Is it any wonder that Rahab betrays her city. She has been forced to sell herself to the first bidder, constantly. She has been forced to live on the margins of her society. What does she owe her people, what does she owe her country – nothing!
Is it any wonder that she helps those who would undo that world?
The new society, to which she gave herself over, was to be the very opposite. The spies represented something new on the face of the earth--
They stood for a society in which the well-to do were responsible for the security of those at risk-- A society which sought to instill new values, such as the values of the dignity of woman, not as an object to be used and discarded, to be placed on the wall, but as honored citizen, as center of the family and with it the establishing of the family as the centerpiece of society.( Deborah, in her famous Song, rains disdain upon the Canaanite mother of General Sisera who imagines her son capturing women, referred to as only “wombs”, to be divided as spoil, likes pieces of cloth.)
It was also a new society that said that the poor may not be allowed to remain poor, that those who have help those who do not have. It was not a free for all society, it was not a society of winner take all, nor was the bottom line the rule of thumb. Torah spoke of rights of property combined with obligations and responsibilities that come with property. It was not a hand-out society, but a hands-up society.
Of course, one can ask, of what interest is this to me? The walls of Jericho came tumbling down some 3000 years ago; the ruins are visible for tourists to see even today.
The implications for contemporary society are obvious. We have one of the most successful societies in history, and we have probably lifted more people out of poverty, not only here, but world-wide, as a result of American energy and innovation.
Nevertheless, much remains to be done, but to be done effectively.

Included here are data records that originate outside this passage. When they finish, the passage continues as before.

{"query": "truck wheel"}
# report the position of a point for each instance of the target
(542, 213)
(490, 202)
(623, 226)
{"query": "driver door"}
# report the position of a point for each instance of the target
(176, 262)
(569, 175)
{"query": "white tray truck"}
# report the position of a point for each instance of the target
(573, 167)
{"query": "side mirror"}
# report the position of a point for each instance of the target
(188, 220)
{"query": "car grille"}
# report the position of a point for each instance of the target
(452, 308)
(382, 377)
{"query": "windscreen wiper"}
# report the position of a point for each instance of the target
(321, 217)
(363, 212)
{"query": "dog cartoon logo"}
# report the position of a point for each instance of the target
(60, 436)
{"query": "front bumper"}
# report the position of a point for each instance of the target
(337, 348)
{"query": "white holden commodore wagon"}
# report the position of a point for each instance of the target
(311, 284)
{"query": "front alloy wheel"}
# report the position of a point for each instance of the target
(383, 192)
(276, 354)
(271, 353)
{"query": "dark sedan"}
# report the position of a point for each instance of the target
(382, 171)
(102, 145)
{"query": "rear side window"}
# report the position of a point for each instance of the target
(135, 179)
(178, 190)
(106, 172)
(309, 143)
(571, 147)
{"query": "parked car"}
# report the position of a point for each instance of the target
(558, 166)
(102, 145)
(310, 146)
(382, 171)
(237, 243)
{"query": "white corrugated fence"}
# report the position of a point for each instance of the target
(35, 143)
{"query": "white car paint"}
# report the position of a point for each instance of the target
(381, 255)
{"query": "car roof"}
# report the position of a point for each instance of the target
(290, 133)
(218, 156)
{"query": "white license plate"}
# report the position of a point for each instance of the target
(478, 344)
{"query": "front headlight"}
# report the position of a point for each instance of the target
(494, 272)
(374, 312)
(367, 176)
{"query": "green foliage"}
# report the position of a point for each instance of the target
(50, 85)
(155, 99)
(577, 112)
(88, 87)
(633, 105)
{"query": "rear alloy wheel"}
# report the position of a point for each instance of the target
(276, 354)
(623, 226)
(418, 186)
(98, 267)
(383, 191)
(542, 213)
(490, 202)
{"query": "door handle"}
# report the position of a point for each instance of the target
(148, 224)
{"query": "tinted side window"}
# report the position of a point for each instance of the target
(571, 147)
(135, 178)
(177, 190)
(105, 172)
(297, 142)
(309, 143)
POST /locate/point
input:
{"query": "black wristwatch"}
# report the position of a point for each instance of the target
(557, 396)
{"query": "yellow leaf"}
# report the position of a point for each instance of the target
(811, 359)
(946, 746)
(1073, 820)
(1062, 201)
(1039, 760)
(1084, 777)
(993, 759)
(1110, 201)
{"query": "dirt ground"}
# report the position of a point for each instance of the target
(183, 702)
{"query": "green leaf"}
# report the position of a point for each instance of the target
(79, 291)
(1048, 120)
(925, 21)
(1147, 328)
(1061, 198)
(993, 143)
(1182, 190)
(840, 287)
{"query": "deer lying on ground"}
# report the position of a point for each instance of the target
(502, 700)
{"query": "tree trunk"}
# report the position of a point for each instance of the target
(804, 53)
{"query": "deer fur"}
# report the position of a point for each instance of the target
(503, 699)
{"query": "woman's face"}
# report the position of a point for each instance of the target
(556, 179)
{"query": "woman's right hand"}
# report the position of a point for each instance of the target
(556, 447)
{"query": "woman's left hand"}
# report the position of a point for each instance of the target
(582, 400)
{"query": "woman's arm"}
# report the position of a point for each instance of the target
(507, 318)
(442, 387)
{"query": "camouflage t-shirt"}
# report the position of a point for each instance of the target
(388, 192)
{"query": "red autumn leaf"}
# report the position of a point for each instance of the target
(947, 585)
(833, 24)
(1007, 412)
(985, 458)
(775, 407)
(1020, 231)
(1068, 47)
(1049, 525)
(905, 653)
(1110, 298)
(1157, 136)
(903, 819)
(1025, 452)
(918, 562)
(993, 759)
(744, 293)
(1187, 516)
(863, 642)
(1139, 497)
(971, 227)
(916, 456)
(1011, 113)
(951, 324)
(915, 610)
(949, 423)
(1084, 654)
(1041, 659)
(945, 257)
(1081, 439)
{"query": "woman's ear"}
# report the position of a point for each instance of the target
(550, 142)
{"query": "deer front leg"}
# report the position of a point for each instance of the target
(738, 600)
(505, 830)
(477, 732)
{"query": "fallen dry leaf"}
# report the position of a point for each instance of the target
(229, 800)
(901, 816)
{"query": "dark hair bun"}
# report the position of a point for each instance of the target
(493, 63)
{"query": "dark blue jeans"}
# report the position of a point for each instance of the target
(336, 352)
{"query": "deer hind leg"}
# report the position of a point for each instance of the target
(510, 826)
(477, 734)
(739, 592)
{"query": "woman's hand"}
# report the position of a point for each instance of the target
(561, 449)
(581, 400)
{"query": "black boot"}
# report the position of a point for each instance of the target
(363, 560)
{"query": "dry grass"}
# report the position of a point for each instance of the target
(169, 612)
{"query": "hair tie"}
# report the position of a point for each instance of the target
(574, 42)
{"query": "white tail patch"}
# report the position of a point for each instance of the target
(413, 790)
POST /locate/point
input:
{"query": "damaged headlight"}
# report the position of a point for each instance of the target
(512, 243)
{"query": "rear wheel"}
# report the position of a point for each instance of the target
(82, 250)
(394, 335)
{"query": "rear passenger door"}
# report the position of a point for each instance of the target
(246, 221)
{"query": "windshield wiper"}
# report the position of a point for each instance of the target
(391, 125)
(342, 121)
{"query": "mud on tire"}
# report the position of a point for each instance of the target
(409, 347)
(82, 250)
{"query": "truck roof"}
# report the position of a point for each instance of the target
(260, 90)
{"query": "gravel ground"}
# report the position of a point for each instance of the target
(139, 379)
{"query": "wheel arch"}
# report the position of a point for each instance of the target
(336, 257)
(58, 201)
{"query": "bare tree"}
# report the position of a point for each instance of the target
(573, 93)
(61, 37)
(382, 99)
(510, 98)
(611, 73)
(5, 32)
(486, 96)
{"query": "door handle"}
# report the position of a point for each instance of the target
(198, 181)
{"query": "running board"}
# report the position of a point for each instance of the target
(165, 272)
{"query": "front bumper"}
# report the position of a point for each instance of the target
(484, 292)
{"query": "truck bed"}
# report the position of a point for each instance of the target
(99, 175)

We know that much money has been pumped into projects that have gone no where. We also know, that much money, given out thoughtlessly, has supported an education system that thought more to protect incompetent teachers and not to protect the children who need solid education( Certainly that is what the courts have just determined in California!).We know government systems designed to protect our veterans have failed despite the money pumped in. We know that foreign aid has gone to line the pockets of dictators.
Our problem is not wishing to do good. Our problem is not working out the system to do good so it works, so it is effective, so it uplifts instead of enables!The wish to do good needs to be matched by the achieving of good results. It must be effective, or it is all just an eye-wash to make us feel righteous about ourselves.
One last thought-- if a Rahab, despite all that she has gone through, becomes the great heroine of our story, then what can we make of young people who have all the breaks, have all the material benefits, and despite that, get into trouble. After all, if a Rahab was a destitute prostitute gone straight, there is also the rich girl, born in comfort, who becomes the madame to the stars, like a Heidi Fleiss, a “good Jewish girl”. Children of the well-to-do become drug-addicts. Income is no guarantee of well-being.
Moral preachings belong to the well-off. Success and wealth and good education are not enough. Those who have success and wealth and all the breaks in life, those who have it, need the moral preachings the most. As for the one’s stuck in the outer walls of the citadel, they need our help out of the walls.